Hira mağarasında sık sık inzivaya çekilen Hz.Peygamber 610 yılından sonra İslamiyet’i tebliğe başladı. Bu süreçte ilk olarak eşi ve ailesini son hak dine davet etti. Ve ardından diğer insanları da davet etmeye başladı. Önceleri gizli gizli yapılan ibadetler ve davetler açıktan yapılmaya başlanınca, Müslümanlar büyük tepkiyle karşılaştı.
İslamiyet’i kabul etmeyen Mekkeliler, durumu işkence boyutuna getirmeye başladı.
Mekke artık Müslümanlar için yaşanmayacak hale gelince, Hz.
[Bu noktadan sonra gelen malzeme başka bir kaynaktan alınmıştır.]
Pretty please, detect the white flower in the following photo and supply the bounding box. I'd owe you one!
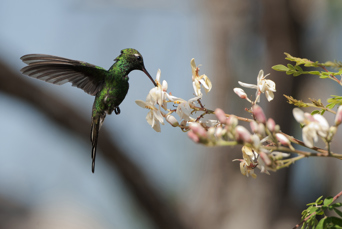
[146,69,178,109]
[233,146,258,178]
[135,100,164,132]
[175,96,202,121]
[234,87,247,99]
[238,70,276,102]
[190,58,212,96]
[293,108,329,148]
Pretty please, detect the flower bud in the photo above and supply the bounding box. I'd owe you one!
[235,126,252,142]
[227,115,239,128]
[276,133,291,146]
[252,105,266,123]
[335,105,342,126]
[266,118,275,132]
[249,120,258,133]
[215,108,227,124]
[166,115,179,127]
[189,122,207,138]
[234,87,247,99]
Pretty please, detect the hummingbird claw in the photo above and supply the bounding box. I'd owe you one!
[114,107,120,115]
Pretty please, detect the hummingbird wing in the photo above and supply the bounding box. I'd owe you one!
[20,54,108,95]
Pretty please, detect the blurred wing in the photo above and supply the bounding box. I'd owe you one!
[20,54,107,95]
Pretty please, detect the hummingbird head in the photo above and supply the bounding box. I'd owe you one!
[114,48,157,86]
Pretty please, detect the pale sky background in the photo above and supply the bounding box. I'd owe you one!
[0,0,342,229]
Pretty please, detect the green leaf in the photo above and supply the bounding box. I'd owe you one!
[305,71,321,76]
[323,196,334,206]
[316,218,326,229]
[272,64,290,72]
[334,208,342,217]
[295,65,303,72]
[324,216,342,229]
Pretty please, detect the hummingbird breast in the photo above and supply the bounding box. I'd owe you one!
[94,78,129,114]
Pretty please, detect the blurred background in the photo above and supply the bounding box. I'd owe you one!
[0,0,342,229]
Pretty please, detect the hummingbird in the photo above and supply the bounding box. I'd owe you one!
[20,48,157,173]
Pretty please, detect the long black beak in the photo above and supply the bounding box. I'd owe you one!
[142,66,157,87]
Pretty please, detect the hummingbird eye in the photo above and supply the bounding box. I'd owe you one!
[134,54,142,60]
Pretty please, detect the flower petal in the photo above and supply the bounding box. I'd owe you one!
[238,81,258,89]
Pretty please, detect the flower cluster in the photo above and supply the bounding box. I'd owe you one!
[136,56,342,178]
[135,59,212,132]
[188,105,294,178]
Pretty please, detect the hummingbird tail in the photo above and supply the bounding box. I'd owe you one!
[90,114,106,173]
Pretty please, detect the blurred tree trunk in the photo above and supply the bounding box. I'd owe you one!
[191,0,299,229]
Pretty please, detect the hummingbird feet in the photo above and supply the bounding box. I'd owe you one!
[114,107,120,115]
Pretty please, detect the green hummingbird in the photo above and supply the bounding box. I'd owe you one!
[20,48,157,173]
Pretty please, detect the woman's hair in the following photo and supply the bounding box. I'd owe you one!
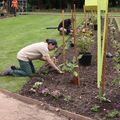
[46,39,58,48]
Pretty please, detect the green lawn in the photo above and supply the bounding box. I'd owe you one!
[115,17,120,31]
[0,14,82,92]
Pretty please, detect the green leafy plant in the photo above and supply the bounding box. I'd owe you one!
[112,77,120,86]
[64,95,72,102]
[50,90,62,99]
[32,82,43,89]
[112,40,120,71]
[91,105,100,112]
[59,58,78,76]
[76,33,93,53]
[41,88,50,96]
[107,109,119,118]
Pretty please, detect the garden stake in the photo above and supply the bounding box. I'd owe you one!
[73,4,80,86]
[62,10,66,64]
[102,14,108,95]
[84,6,87,31]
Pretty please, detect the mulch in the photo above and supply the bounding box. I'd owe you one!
[20,17,120,120]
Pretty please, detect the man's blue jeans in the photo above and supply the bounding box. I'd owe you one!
[13,60,35,76]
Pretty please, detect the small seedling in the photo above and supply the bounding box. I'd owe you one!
[30,88,36,93]
[51,90,61,99]
[91,105,100,112]
[32,82,43,89]
[64,95,72,102]
[41,88,50,96]
[112,77,120,86]
[107,109,119,118]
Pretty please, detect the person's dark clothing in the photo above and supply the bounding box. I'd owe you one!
[58,19,71,34]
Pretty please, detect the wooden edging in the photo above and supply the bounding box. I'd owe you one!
[0,88,93,120]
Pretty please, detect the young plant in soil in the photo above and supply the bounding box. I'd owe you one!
[59,58,78,74]
[112,77,120,86]
[91,105,100,112]
[30,82,43,92]
[76,33,94,54]
[41,88,50,97]
[50,90,62,99]
[107,109,120,118]
[64,95,72,102]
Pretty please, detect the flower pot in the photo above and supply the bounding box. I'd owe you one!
[79,52,92,66]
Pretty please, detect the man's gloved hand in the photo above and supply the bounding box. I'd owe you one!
[58,70,64,74]
[52,57,58,64]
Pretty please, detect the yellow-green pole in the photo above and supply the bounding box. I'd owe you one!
[97,0,102,88]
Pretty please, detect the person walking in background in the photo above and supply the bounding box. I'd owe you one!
[0,39,62,76]
[11,0,18,16]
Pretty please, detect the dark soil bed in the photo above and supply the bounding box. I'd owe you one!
[20,18,120,120]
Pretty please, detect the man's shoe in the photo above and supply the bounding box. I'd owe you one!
[10,65,17,70]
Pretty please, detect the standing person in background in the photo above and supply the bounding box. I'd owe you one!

Peygamber inananlara güvenli bölgelere göç etmelerini buyurdu.
Bu süreçte, İslam’ı kabul eden gruplar peyder pey, Habeşistan, Medine gibi dönemin şehirlerine göç etmeye başladı. Bu sırada Mekke’de de baskı ve zulüm iyice artmış durumdaydı.
Müslümanları ablukaya alan, Mekkeli müşrikler, karşılıklı ticareti yasakladılar. Müslümanları açlığa ve işkenceye maruz bıraktılar.
Bu durumun katlanılmaz hal almasıyla birlikte Hz. Peygamber ve Müslümanlar Medine şehrine hicret etmeyi karar aldı. Müslümanların Medine’deki varlığından korkmaya başlayan Mekke ileri gelenleri bu durumu önlemek için Hz. Peygambere suikast düzenlediler ancak başarılı olamadılar.
Tüm engellemelere rağmen Hz. Peygamber ve Hz. Ebubekir beraberindekilerle Medine’ye hicretini tamamladı.
Tabii göç esnasında Sevr Mağarası’nda yaşanan hadise, Allah’a teslimiyet ve inancın önemini çok özel bir şekilde vurguluyor. Medine’ye ulaşan Hz. peygamber ve kervanı, bölge halkı tarafından büyük bir sevinç ve mutlulukla karşılandı. Zaten hicretten önce, Medine halkı ile Akabe biatı yapılmıştı. Hicret edenler ile Medine halkı kardeş ilan edildi.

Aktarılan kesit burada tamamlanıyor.